Herr Gall hat diesen Nachmittag eine Vorlesung gehalten, die ich, wegen des tiefen Eindrucks, den sie auf mich gemacht hat, Dir ziemlich von Wort zu Wort werde wiedergeben können.  Unter anderen Resultaten war auch die Entschuldigung Deiner Kälte, die ich Dir nun gar nicht mehr vorwerfen darf.  Mich ärgert es, daß der Mann entdeckt hat, wie wenig das weibliche Geschlecht wahres Temperament habe, und im Grunde folgt aus alledem, was er sagt, daß Ihr nicht nur besser, sondern sogar auf einer höheren Stufe der geistigen Vollkommenheit seid.  Ich habe gar nichts wider die Weiber, aber über mich sehe ich [sie] doch ungern gesetzt, und gleichwohl finde ich, daß Gall recht habe.
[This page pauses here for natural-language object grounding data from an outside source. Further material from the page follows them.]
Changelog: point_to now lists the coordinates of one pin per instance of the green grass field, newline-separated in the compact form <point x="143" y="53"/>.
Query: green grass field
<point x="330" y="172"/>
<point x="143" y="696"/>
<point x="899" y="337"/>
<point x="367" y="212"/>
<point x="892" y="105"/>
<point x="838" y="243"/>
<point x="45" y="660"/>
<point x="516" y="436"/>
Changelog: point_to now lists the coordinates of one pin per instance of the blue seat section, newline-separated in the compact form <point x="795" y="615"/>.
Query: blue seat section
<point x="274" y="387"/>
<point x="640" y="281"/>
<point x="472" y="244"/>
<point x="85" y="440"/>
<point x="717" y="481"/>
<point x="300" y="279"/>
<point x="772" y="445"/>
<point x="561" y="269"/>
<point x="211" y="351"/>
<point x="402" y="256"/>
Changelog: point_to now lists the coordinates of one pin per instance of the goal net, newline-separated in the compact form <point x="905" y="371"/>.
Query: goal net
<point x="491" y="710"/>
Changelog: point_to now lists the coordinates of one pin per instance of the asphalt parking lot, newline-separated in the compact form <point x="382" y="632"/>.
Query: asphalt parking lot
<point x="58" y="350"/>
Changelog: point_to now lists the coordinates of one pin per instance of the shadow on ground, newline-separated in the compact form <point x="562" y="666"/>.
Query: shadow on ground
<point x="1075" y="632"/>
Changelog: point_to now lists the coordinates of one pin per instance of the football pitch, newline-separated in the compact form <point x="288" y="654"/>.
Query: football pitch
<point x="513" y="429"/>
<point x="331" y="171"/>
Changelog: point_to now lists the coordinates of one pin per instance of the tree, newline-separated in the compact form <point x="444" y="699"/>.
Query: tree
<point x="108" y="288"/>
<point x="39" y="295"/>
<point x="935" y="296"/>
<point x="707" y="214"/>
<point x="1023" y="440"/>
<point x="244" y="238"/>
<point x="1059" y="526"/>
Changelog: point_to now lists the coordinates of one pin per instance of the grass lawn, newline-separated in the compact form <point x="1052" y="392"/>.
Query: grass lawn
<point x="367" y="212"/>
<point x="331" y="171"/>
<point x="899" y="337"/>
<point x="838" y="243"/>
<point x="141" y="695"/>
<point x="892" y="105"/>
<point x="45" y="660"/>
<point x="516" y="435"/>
Morgen mittag ist die Fete, die wir Galln geben, und ich zweifle nicht, daß sie dem großen Manne angemessen sein wird, da der Kaiserl.  Geschäftsträger ihre Besorgung übernommen hat.  Vermutlich wird Gall jedem von uns sagen, was an ihm sei, aber ich bin nach vielfältiger Untersuchung meiner selbst schon im voraus überzeugt, daß ich auch nicht ein einziges Organ habe, das der Erwähnung verdiente.

Gäbe es eins für schwärmerische Liebe, so wäre es bei mir ein Horn, aber leider gibt’s nur für Kinderliebe einen Ausdruck in der Organenwelt.

Lebe wohl, Du gutes herziges Weib! Und liebe mich nur zum zehnten Teile so innig, als ich Dich anbete.  Dienstags abends um 9 Uhr.”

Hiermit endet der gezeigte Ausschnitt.